DESCRIPTION (provided by applicant): Numerous endogenous and synthetic ligands modulate NMDA receptor activities and are potential candidates for therapeutic intervention in a number of neurologic disorders. To date, empirical attempts to control en masse NMDA receptor-mediated fluxes have had only modest success in the clinic, mainly due to inadequate understanding of the mechanisms governing the allosteric control of NMDA receptor activities and of the specific roles played by these activities in brain physiology and pathology. Over the previous funding period the objective has been to delineate the mechanisms by which endogenous modulators (protons, zinc/ifenprodil, glycine) affect NMDA receptor gating dynamics and thus control the macroscopic response relevant to synaptic signaling. Over the next funding period the objective is to delineate the intracellular protein motions that constitute the NMDA receptor activation. The general approach is to capitalize on the recently solved atomic-resolution structure for a GluA2 tetrameric receptor, a NMDA receptor homologue and our growing expertise on NMDA receptor gating modulation. We will introduce mutations to perturb (increase and decrease) the relative mobility of NMDA receptor structural modules and will delineate the accompanying changes in reaction mechanism by kinetic analyses of single-molecule signals. Further, we will explore the time course of macroscopic responses obtained from receptors with restricted or enhanced internal motions to better understand how specific structural features support the unique biological functions played by NMDA receptors in brain physiology and pathology. Overall this work will provide critical information about structural correlates of NMDA receptor activation and will integrate the currently isolated structural and kinetic models of gating. Given that glutamate receptors mediate more than 90% of excitatory transmission in brain and NMDA receptors are critical to many fundamental brain functions, knowledge generated by the proposed experiments is likely to have wide impact on the fields of neurotransmission and neuromodulation.

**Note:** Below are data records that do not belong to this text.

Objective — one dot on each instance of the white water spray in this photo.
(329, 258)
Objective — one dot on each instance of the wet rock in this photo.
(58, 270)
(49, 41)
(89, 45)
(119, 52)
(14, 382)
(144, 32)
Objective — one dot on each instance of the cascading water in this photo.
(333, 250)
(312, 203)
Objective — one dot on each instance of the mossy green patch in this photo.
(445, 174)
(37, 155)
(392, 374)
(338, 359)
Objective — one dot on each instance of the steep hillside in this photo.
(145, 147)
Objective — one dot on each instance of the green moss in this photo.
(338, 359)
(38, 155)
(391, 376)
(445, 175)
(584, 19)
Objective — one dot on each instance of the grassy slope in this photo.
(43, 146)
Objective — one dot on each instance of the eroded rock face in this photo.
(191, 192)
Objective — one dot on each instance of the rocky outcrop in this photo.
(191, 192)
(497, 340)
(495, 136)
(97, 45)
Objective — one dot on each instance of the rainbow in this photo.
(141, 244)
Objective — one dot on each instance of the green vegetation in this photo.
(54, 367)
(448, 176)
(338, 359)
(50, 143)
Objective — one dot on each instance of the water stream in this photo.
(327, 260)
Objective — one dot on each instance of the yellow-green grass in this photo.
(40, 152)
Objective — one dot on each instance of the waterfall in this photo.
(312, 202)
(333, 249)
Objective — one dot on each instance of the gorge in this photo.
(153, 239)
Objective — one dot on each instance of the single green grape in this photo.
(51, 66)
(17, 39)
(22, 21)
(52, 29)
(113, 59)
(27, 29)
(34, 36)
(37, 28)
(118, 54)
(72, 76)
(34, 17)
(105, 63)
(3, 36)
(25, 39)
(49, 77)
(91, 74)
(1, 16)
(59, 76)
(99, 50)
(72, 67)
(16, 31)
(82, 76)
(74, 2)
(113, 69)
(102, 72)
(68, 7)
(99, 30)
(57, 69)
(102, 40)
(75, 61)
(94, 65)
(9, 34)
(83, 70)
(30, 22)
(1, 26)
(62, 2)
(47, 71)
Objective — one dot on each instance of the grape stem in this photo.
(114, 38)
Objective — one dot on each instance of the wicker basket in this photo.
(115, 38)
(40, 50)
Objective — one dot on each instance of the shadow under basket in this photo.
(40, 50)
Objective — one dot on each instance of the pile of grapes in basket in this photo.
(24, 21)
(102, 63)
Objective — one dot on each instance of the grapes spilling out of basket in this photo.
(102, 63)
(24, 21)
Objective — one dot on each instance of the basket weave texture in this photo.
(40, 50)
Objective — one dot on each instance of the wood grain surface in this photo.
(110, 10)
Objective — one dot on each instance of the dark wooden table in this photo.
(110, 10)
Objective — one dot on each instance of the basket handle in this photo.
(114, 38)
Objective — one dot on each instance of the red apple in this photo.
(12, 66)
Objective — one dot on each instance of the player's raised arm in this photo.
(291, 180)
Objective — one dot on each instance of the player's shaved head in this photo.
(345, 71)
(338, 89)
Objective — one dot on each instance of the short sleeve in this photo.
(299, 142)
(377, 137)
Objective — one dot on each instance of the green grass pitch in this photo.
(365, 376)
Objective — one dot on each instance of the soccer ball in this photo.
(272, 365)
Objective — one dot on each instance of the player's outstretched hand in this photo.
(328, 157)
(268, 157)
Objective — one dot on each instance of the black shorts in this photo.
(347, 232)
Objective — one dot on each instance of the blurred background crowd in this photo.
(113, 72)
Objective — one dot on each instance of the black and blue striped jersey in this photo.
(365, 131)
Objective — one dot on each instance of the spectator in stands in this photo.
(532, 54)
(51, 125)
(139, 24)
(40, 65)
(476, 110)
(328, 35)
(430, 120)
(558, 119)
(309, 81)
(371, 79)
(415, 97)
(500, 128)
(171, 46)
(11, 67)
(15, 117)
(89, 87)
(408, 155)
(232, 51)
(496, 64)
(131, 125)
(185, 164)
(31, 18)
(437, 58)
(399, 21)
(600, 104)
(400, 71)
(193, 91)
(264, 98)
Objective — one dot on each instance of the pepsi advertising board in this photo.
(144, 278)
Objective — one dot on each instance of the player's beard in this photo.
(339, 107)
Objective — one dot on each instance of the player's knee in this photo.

描述（由申请人提供）：许多内源性和合成配体调节NMDA受体活性，是许多神经系统疾病治疗干预的潜在候选物。到目前为止，经验性的尝试，以控制enaminNMDA受体介导的流量只有适度的成功，在临床上，主要是由于不够了解的机制，管理的变构控制的NMDA受体的活动和发挥的具体作用，这些活动在脑生理和病理。在过去的资助期间，目标是描绘内源性调节剂（质子，锌/艾芬地尔，甘氨酸）影响NMDA受体门控动力学的机制，从而控制与突触信号相关的宏观反应。在下一个资助期间，目标是描绘构成NMDA受体激活的细胞内蛋白质运动。一般的方法是利用最近解决的GluA 2四聚体受体，NMDA受体同源物和我们不断增长的专业知识NMDA受体门控调制的原子分辨率结构。我们将引入突变来扰乱（增加和减少）NMDA受体结构模块的相对迁移率，并通过单分子信号的动力学分析来描绘伴随的反应机制变化。此外，我们将探索从具有受限或增强的内部运动的受体获得的宏观响应的时间过程，以更好地理解特定的结构特征如何支持NMDA受体在脑生理学和病理学中发挥的独特生物学功能。总体而言，这项工作将提供关键信息的NMDA受体激活的结构相关性，并将整合目前孤立的结构和动力学模型的门控。鉴于谷氨酸受体介导大脑中超过90%的兴奋性传递，并且NMDA受体对许多基本的大脑功能至关重要，因此所提出的实验产生的知识可能对神经传递和神经调节领域产生广泛的影响。